Turkey is resuming its distance learning education system as of Nov. 20 until Jan. 4 of the next year, the country's national education minister announced Wednesday.
After the country's decision to impose partial curfews, Ziya Selçuk made a statement detailing implementation of distance education in line with the decision taken at a Presidential Cabinet meeting on Tuesday.
Selçuk stated that no in-person exams will be held until Dec. 31 and that the exams will be carried out according to the course of the pandemic.
The statement said no in-person education will be given in pre-schools, kindergartens, primary schools, secondary schools, high schools, special education schools, applied courses in vocational high schools and special education courses.
Selçuk emphasized that remote learning will continue through national broadcaster TRT's Education Information Network (EBA) channels and live courses, while all teachers can carry out live lessons through EBA.
He stated that 812 teachers who work in 112 different fields presented 1,653 video lessons to EBA for 18 million students in kindergartens, primary schools, secondary schools and high schools.
He stated that lecture broadcasts will continue to be displayed on the screen three times a day to allow students to catch up on their lessons they have missed.
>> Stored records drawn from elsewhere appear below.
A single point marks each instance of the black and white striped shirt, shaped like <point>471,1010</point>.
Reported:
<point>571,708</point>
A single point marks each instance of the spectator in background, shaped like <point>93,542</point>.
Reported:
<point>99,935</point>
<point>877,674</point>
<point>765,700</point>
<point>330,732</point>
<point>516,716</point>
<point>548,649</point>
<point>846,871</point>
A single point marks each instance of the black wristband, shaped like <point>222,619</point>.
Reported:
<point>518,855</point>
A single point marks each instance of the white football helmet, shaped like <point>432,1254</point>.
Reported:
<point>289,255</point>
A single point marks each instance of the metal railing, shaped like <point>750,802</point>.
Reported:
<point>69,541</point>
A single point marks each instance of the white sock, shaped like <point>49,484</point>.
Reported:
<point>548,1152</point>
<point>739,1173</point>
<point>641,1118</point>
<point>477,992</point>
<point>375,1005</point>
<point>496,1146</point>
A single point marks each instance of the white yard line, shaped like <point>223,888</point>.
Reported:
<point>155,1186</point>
Selçuk reminded that 60,000 tablet computers sent by public institutions and organizations, local administrations, private sector organizations and civil initiatives are delivered to students in line with the distribution strategy based on the priority needs.
"We will deliver 30,000 tablets to our students within 10 days. The procurement process of 500,000 tablet computers that will be distributed is completed and we will have them delivered to our students by the end of the year," Selçuk said.
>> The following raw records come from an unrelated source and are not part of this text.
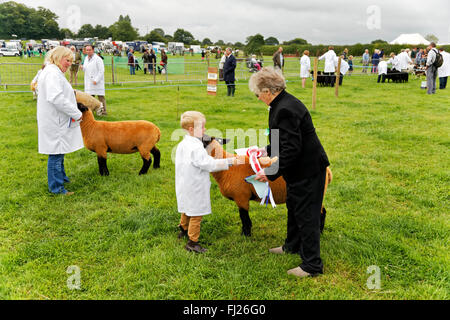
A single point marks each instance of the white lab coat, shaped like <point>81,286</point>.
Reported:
<point>305,67</point>
<point>394,62</point>
<point>94,70</point>
<point>192,181</point>
<point>444,70</point>
<point>382,67</point>
<point>403,60</point>
<point>344,65</point>
<point>56,104</point>
<point>330,58</point>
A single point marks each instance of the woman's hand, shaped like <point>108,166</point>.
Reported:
<point>261,176</point>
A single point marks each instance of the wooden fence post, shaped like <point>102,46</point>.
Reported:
<point>316,64</point>
<point>338,76</point>
<point>112,68</point>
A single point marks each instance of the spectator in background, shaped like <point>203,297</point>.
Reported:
<point>444,70</point>
<point>164,60</point>
<point>345,54</point>
<point>394,62</point>
<point>146,61</point>
<point>404,60</point>
<point>305,67</point>
<point>330,58</point>
<point>366,59</point>
<point>131,62</point>
<point>344,68</point>
<point>350,65</point>
<point>75,65</point>
<point>431,69</point>
<point>94,76</point>
<point>278,59</point>
<point>414,53</point>
<point>152,65</point>
<point>418,56</point>
<point>382,71</point>
<point>228,72</point>
<point>375,60</point>
<point>221,64</point>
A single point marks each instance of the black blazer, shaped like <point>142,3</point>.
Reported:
<point>228,69</point>
<point>301,154</point>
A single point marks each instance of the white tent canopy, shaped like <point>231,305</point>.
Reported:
<point>412,38</point>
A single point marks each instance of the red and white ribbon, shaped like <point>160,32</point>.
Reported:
<point>253,155</point>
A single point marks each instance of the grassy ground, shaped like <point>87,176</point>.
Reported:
<point>388,145</point>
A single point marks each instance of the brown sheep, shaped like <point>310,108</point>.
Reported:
<point>120,137</point>
<point>233,186</point>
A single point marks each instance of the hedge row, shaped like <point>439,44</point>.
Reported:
<point>354,50</point>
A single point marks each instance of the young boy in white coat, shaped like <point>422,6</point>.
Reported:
<point>192,181</point>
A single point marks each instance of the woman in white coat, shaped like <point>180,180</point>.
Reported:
<point>58,117</point>
<point>330,58</point>
<point>94,76</point>
<point>305,67</point>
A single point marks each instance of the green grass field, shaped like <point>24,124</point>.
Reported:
<point>388,205</point>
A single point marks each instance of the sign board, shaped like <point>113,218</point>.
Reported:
<point>212,81</point>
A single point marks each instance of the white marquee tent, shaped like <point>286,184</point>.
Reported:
<point>412,38</point>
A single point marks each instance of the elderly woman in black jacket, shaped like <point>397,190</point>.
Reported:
<point>302,163</point>
<point>228,72</point>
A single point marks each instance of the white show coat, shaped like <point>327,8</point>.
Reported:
<point>94,70</point>
<point>192,181</point>
<point>444,70</point>
<point>56,104</point>
<point>305,67</point>
<point>394,62</point>
<point>403,60</point>
<point>344,65</point>
<point>382,67</point>
<point>330,58</point>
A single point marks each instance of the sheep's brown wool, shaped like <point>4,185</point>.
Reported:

Selçuk stated that EBA had earned the title of the world's most visited education website with 9.1 billion clicks with more than 1,700 lessons and over 40,000 rich, reliable and interactive content.
Turkey had begun airing broadcast school lessons as of March 23 as part of distance learning measures to prevent the spread of the virus.
The country registered 4,215 more COVID-19 patients on Wednesday, with overall infection count now standing at 425,628 patients.
As many as 2,592 patients also recovered in the last day, pushing the tally to 361,655, while the death toll rose by 116 to hit 11,820.